Mohon tunggu...
Fifin Nurdiyana
Fifin Nurdiyana Mohon Tunggu... Administrasi - PNS

PNS, Social Worker, Blogger and also a Mom

Selanjutnya

Tutup

Love Artikel Utama

Intervensi Konten bagi Keharmonisan Rumah Tangga, Seberapa Mengkhawatirkan?

1 Februari 2023   17:59 Diperbarui: 17 Februari 2023   13:21 427
+
Laporkan Konten
Laporkan Akun
Kompasiana adalah platform blog.
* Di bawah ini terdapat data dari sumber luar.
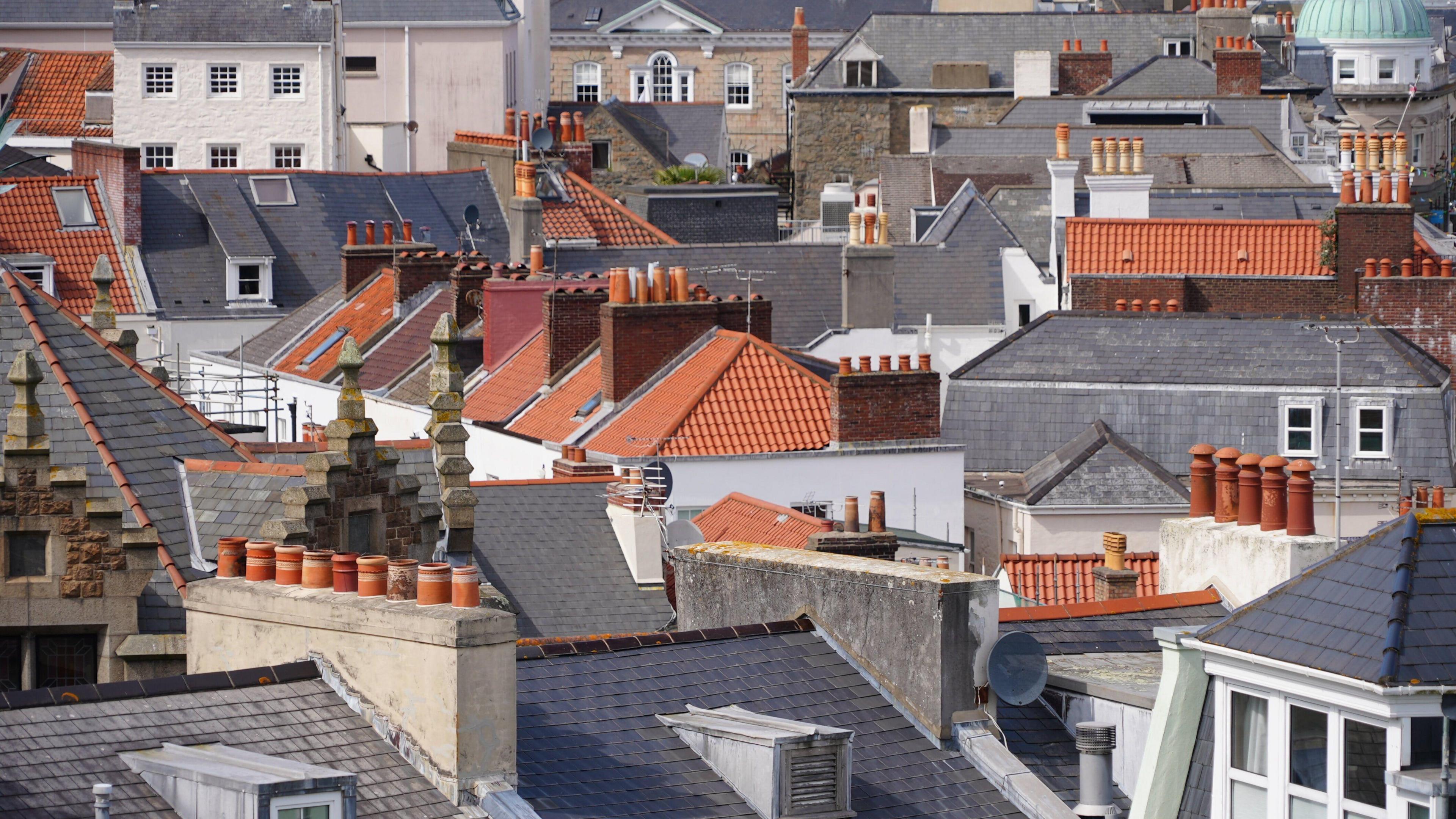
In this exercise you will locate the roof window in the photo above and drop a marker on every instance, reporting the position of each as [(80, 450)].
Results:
[(73, 206), (273, 190)]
Konten ini menjadi tanggung jawab bloger dan tidak mewakili pandangan redaksi Kompas.
Lihat foto
Menggunakan media sosial meningkatkan depresi (freepik/garetsvisual)

Beberapa waktu lalu saya dapati seorang teman menangis tersedu sembari melihat sebuah konten di media sosial. 
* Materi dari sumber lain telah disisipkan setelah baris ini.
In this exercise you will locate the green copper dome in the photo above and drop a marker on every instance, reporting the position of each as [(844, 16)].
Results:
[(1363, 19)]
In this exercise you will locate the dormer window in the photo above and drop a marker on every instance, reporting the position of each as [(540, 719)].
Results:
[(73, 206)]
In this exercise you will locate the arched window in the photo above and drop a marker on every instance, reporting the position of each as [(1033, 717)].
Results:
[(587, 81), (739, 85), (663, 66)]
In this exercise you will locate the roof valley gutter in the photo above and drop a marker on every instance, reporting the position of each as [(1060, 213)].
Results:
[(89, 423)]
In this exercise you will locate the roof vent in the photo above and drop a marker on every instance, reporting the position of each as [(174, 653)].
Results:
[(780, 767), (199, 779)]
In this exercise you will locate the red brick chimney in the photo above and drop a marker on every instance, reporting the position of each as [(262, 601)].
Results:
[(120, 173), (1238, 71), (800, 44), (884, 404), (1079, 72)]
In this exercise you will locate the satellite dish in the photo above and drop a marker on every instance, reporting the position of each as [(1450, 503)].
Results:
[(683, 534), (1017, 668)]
Usut punya usut, ternyata ia merasa sedih melihat konten seorang perempuan yang terpaksa bercerai karena suaminya selingkuh. 

Kehidupan perempuan itu pun diliputi dengan kepedihan pasca bercerai, mulai dari kesulitan ekonomi, kehilangan kepercayaan diri hingga dipaksa harus mandiri untuk membesarkan anak-anaknya.
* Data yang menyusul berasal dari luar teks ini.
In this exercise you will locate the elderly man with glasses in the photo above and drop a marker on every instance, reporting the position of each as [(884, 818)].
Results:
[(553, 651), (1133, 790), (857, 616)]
Lantas, teman saya berkata pada suaminya, "Kamu jangan kayak gini ya pa...jangan selingkuh...jangan ceraikan aku...hiksss..."

Sang suami pun terbahak, pun denganku yang melihat ungkapan hati temanku, "'Kok jadi aku sih ?!" Protes suaminya

Fenomena seperti ini pasti tidak sedikit yang mengalami. Sedikit banyak isi konten akan mengintervensi diri penontonnya terhadap lingkungan di sekitarnya. 

Jika kontennya bahagia pasti akan terucap "kamu kok gak pernah giniin aku sih pa ?" atau "lihat ni pa...kalau ikhlas belanjain istri pasti rezekinya lancar..."

Nah, jika kontennya sedih, kira-kira seperti yang teman saya ucapkan tadi. Atau kalau yang lebih ekstrim akan bernada ancaman, seperti "Awas ya kalau kamu selingkuh! Udah pasti habis kamu aku buat!"

Luar biasa ya dampak intervensi sebuah konten terhadap keharmonisan rumah tangga. Meski kelihatan remeh, tapi ini bisa jadi bahaya yang mengancam keutuhan rumah tangga jika tidak disikapi dengan bijak.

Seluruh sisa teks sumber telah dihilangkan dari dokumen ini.